In an interesting twist, the former Michelin Tire Corporation building is now owned by the Bulova Watch Company, whose former school and corporate center are both among the awarded structures, although neither is now owned by Bulova. The building is long and low with corporate offices at level with the parking lot and a warehousing area behind. The structure is oriented at a right angle to the street to protect from noise and sun exposure as the site sits astride a service road to the Brooklyn Queens Expressway, which roars away in a sunken roadbed below. The color palette of the complex is subdued in browns and blacks, although the awards program states that it was originally highlighted with additional blue, orange and yellow accents at the entrance and interior.
This rectory is designed as a traditional Georgian Revival residence, clad in brick with limestone trim, wood dormers and cornice, and a shingle roof. The design was intentional to harmonize with the church, school, and offices across the street. The rectory replaced an outdated structure which was subsequently demolished.

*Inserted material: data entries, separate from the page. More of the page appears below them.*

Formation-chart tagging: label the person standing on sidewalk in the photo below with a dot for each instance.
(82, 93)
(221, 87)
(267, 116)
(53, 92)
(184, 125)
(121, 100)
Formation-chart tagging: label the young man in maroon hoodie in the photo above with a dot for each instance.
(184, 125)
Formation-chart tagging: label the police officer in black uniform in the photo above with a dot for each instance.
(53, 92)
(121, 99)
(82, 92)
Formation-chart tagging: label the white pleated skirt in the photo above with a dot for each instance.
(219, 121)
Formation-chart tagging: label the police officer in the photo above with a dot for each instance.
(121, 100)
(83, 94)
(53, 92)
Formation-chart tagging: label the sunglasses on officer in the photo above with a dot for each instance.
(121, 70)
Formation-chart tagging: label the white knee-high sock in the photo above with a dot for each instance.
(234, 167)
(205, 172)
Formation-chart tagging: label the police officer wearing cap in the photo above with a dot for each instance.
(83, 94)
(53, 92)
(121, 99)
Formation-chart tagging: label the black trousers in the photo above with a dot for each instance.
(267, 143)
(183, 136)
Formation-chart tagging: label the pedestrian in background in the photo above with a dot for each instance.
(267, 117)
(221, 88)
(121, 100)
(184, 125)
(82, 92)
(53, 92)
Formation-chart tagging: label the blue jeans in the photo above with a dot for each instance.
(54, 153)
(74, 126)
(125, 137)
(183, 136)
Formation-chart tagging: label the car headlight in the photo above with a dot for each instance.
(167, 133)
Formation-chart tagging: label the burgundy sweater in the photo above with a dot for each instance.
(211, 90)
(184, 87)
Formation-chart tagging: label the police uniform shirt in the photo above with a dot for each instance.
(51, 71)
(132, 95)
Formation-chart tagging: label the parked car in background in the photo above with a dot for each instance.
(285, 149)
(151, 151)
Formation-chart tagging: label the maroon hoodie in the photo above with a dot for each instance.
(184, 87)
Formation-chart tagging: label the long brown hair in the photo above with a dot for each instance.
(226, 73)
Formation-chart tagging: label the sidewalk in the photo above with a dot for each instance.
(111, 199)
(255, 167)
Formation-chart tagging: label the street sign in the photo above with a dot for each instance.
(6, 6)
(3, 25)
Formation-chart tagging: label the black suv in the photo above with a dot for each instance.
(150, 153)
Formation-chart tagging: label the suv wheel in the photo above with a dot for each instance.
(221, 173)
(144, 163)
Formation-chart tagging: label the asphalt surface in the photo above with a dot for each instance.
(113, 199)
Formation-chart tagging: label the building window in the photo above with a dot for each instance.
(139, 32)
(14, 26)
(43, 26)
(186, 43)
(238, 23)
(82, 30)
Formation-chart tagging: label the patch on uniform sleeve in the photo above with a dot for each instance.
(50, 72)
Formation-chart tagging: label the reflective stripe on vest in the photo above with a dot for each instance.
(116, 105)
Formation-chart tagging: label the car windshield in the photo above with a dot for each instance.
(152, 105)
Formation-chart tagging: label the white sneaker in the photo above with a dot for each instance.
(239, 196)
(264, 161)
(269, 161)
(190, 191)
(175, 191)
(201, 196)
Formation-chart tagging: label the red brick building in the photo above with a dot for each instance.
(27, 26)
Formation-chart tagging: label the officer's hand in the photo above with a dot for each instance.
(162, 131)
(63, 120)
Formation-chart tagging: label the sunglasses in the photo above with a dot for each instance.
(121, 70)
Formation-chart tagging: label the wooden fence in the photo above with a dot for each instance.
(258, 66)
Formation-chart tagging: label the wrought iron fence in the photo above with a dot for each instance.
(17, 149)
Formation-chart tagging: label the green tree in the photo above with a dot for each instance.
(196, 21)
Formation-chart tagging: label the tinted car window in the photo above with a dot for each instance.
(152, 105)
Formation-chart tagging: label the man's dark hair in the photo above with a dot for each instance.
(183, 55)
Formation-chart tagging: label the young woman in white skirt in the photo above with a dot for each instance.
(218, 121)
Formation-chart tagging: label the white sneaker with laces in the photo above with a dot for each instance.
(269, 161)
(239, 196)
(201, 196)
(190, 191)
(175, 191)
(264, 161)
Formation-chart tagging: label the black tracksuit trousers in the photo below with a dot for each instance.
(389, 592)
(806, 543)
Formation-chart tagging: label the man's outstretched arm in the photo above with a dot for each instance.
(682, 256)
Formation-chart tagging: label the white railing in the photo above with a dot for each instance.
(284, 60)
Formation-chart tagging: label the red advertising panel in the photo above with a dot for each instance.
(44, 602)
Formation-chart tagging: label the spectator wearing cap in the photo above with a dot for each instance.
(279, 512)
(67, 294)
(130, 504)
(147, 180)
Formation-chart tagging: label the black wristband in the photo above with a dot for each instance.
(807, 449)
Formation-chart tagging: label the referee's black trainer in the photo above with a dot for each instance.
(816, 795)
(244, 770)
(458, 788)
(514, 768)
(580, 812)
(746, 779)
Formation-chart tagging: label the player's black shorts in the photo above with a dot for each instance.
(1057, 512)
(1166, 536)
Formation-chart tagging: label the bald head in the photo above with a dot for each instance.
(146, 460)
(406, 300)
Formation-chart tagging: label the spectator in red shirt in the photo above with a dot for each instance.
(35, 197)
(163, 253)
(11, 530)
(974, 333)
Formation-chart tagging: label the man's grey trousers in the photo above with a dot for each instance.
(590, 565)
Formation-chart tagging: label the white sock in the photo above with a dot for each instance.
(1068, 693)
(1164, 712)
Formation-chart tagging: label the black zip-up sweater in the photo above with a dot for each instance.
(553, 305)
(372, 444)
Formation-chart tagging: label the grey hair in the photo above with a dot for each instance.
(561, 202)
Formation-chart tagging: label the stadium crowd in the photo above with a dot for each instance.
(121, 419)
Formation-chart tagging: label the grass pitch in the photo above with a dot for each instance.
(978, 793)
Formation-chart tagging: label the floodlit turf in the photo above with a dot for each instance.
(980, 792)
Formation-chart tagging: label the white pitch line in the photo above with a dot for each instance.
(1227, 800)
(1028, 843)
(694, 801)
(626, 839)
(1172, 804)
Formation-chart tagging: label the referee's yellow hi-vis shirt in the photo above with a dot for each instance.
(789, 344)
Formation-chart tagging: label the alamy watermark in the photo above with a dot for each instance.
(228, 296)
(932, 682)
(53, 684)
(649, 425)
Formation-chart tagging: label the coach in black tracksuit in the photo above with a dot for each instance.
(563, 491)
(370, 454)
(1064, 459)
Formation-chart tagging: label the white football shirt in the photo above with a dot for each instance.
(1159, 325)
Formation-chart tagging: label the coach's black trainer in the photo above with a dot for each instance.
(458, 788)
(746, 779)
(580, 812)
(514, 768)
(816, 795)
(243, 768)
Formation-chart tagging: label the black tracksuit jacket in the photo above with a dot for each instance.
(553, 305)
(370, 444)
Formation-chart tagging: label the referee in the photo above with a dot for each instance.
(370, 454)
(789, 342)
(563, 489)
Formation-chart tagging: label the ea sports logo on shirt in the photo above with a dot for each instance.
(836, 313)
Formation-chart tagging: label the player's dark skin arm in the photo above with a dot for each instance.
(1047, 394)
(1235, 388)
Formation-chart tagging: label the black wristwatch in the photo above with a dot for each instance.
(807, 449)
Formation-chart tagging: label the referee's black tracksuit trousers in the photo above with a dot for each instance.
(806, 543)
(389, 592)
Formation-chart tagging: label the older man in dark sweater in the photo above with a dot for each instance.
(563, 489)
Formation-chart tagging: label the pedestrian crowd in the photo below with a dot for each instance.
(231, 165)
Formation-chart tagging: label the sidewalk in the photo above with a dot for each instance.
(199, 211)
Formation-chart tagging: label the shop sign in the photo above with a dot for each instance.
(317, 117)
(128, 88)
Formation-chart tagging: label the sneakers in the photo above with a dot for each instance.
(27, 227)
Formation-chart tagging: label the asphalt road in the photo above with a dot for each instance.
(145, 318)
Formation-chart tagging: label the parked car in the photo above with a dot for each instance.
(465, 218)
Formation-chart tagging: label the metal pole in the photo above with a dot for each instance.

This narrow two-story residence sits on a steep bluff with the rear of the property looking out over Alley Pond Park. The front elevation is distinguished by a one story wing projecting toward the street and clad in Featherock, a natural volcanic stone. There are minimal windows visible from the street. The frame of the house is cantilevered, both the walls and floors over a reinforced poured foundation to account for the siting.
Founded in 1865, Lexington is the oldest and largest school for the deaf in New York State. This massive complex was built to accommodate 300 students in a campus setting. The buildings are clad in brick with concrete vertical and horizontal elements. The campus is set back from the streetwall with parking and landscaping in front. Both walls and windows on the buildings are double-paned with air space in between. In addition to classrooms, the campus includes a dormitory wing, gymnasium, auditorium, and swimming pool.
This building is a typical suburban style office structure of two floors featuring rows of international style windws and minimal exterior decoration. The structure was created by rehabilitating an older mixed use building in disrepair through years of neglect into a new, modern building for social services provided to youth with special needs. In 2006, NYABIC left the building and it has since become Chabad Lubavitch of Northeastern Queens.